Inflammatory mediators locally released from inflamed lungs also have a biologic effect in other tissue. For example, pulmonary hypertension and right-sided heart failure (cor pulmonale) often follows chronic alveolar inflammation, not only as a result of increased pulmonary blood pressure but also from the effect of inflammatory mediators on the contractibility of smooth muscle of the pulmonary and systemic vasculature. Cytokines, particularly TNF-α, which are released during inflammation are associated, both as cause and effect, with the systemic inflammatory response syndrome (SIRS), sepsis, severe sepsis with multiple organ dysfunction, and septic shock (cardiopulmonary collapse).
As it occurs in any other sentinel system where many biologic promoters and inhibitors are involved (coagulation, the complement and immune systems), the inflammatory cascade could go into an “out-of-control” state, causing severe damage to the lungs. Acute lung injury (ALI), extrinsic allergic alveolitis, ARDS, pulmonary fibrosis, and asthma are archetypical diseases that ensue from an uncontrolled production and release of cytokines.
As long as acute alveolar injury is transient and there is no interference with the normal host response, the entire process of injury, degeneration, necrosis, inflammation, and repair can occur in less than 1 week. On the other hand, when acute alveolar injury becomes persistent or when the capacity of the host for repair is impaired, lesions can progress to an irreversible stage in which restoration of alveolar structure is no longer possible. In diseases, such as extrinsic allergic alveolitis, the constant release of proteolytic enzymes and free radicals by phagocytic cells perpetuates alveolar damage in a vicious circle. In other cases, such as in paraquat toxicity, the magnitude of alveolar injury can be so severe that type II pneumonocytes, basement membranes, and alveolar interstitium are so disrupted that the capacity for alveolar repair is lost.
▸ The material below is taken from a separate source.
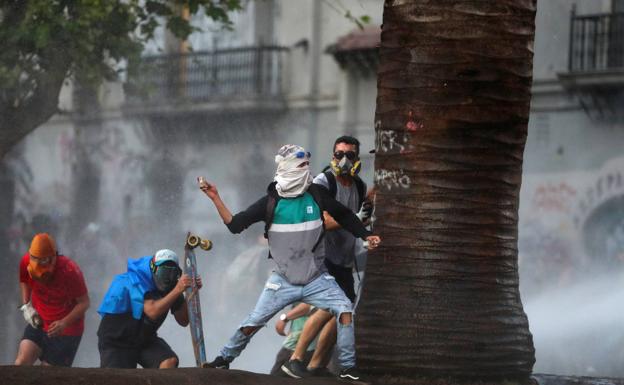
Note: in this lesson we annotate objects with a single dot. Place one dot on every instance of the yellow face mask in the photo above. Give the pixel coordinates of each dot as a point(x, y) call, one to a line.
point(41, 269)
Fibronectins and transforming growth factors (TGFs) released from macrophages and other mononuclear cells at the site of chronic inflammation regulate the recruitment, attachment, and proliferation of fibroblasts. In turn, these cells synthesize and release considerable amounts of ECM (collagen, elastic fibers, or proteoglycans), eventually leading to fibrosis and total obliteration of normal alveolar architecture. In summary, in diseases in which there is chronic and irreversible alveolar damage, lesions invariably progress to a stage of terminal alveolar and interstitial fibrosis.
Alveolar Filling Disorders: Alveolar filling disorders are a heterogeneous group of lung diseases characterized by accumulation of various chemical compounds in the alveolar lumens. The most common are alveolar proteinosis in which the alveoli are filled with finely granular eosinophilic material; alveolar microlithiasis in which the alveoli contain numerous concentric calcified “microliths” or “calcospherites.” A similar but distinct concretion is known as corpora amylacea, which is an accumulation of cholesterol (cholesterol pneumonitis) or lipids (endogenous lipid pneumonia; see the section on Other Pneumonias of Cats). There is often little host response, and in many cases, it is only an incidental finding. Some of the alveolar filling disorders originate from inherited metabolic defects in which alveolar cells (epithelial or macrophages) cannot properly metabolize or remove lipids or proteins while others result from an excessive synthesis of these substances in the lung.